Assessing Connexin-43 Gap Junction Inhibitors through Quantitative Structure-Activity Relationship Modeling

Abstract

The regulation of Cx43 GJ activity could potentially offer therapeutic benefits for cardiac arrhythmias and other related disorders. The search for new agents that can modulate GJ activity involves molecular docking, a method that predicts the binding affinities of ligands. However, these predictions often do not align well with the actual potencies. In this study, we examined the utility of the Quantitative Structure-Activity Relationship (QSAR) modeling in combination with molecular docking for the identification of new potent inhibitors of Cx43 GJs with greater precision. Our QSAR models were based on the structural evaluation of 16 known Cx43 GJ inhibitors with experimentally determined concentrations needed to achieve 50% inhibition of Cx43 GJ conductance (eIC50). Such evaluation allowed us to relate the structure of compounds with their potency and compare their eIC50ies with those predicted by molecular docking and our QSAR models (pIC50). The pIC50 values of Cx43 GJ inhibitors, as determined by 2D-QSAR and 3D-QSAR (compounds with high structural flexibility excluded) models well correlated with their eIC50 values (R = 0.89 and 0.98, respectively) in contrast to the pIC50 values obtained from molecular docking (R = 0.77).

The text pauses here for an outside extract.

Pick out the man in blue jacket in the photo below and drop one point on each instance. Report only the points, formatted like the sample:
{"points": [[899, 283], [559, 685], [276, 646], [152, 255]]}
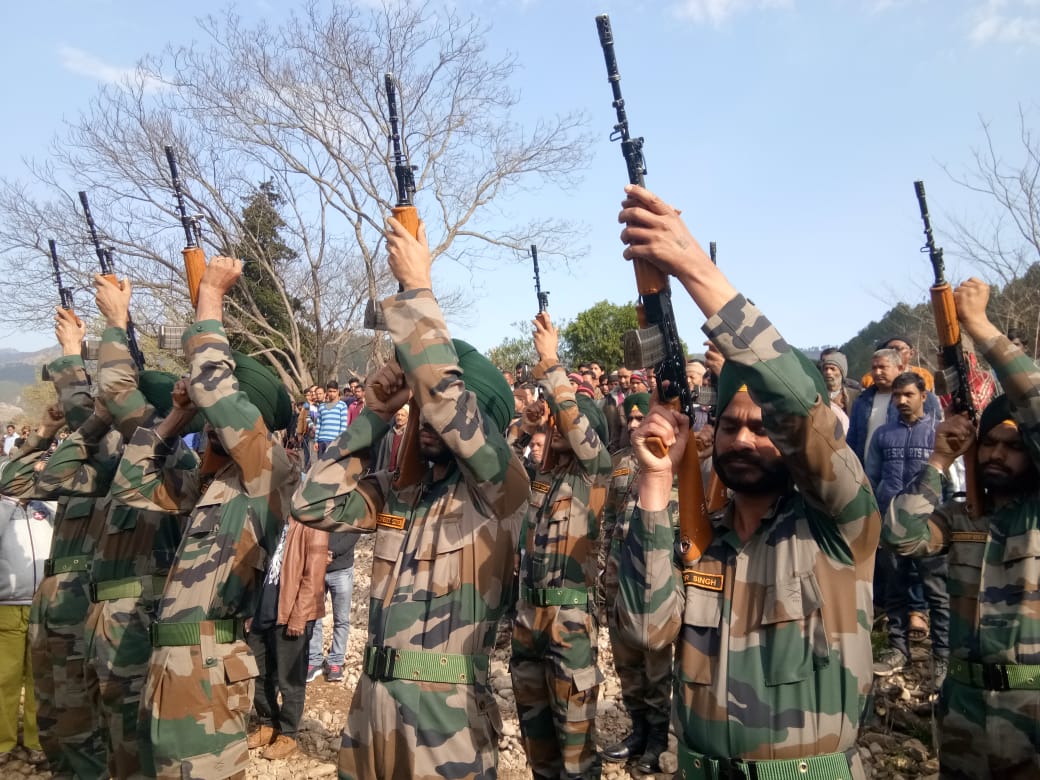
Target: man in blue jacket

Further, using the established QSAR models, we proposed d-limonene, a monocyclic monoterpene, and farnesene, an acyclic sesquiterpene, as potential Cx43 inhibitors and tested them experimentally on cells expressing Cx43. The obtained eIC50ies (30 and 1.3 µM, respectively) were close to their pIC50ies predicted by 2D-QSAR (14 and 0.6 µM) while pIC50ies provided by molecular docking were 66 and 16 µM, respectively. However, 3D-QSAR modeling was inaccurate for farnesene, a compound with a large number of rotational bounds (42 and 50 µM for d-limonene and farnesene, respectively). Our results suggest that QSAR modeling could potentially streamline the discovery and development of potent and specific GJ inhibitors.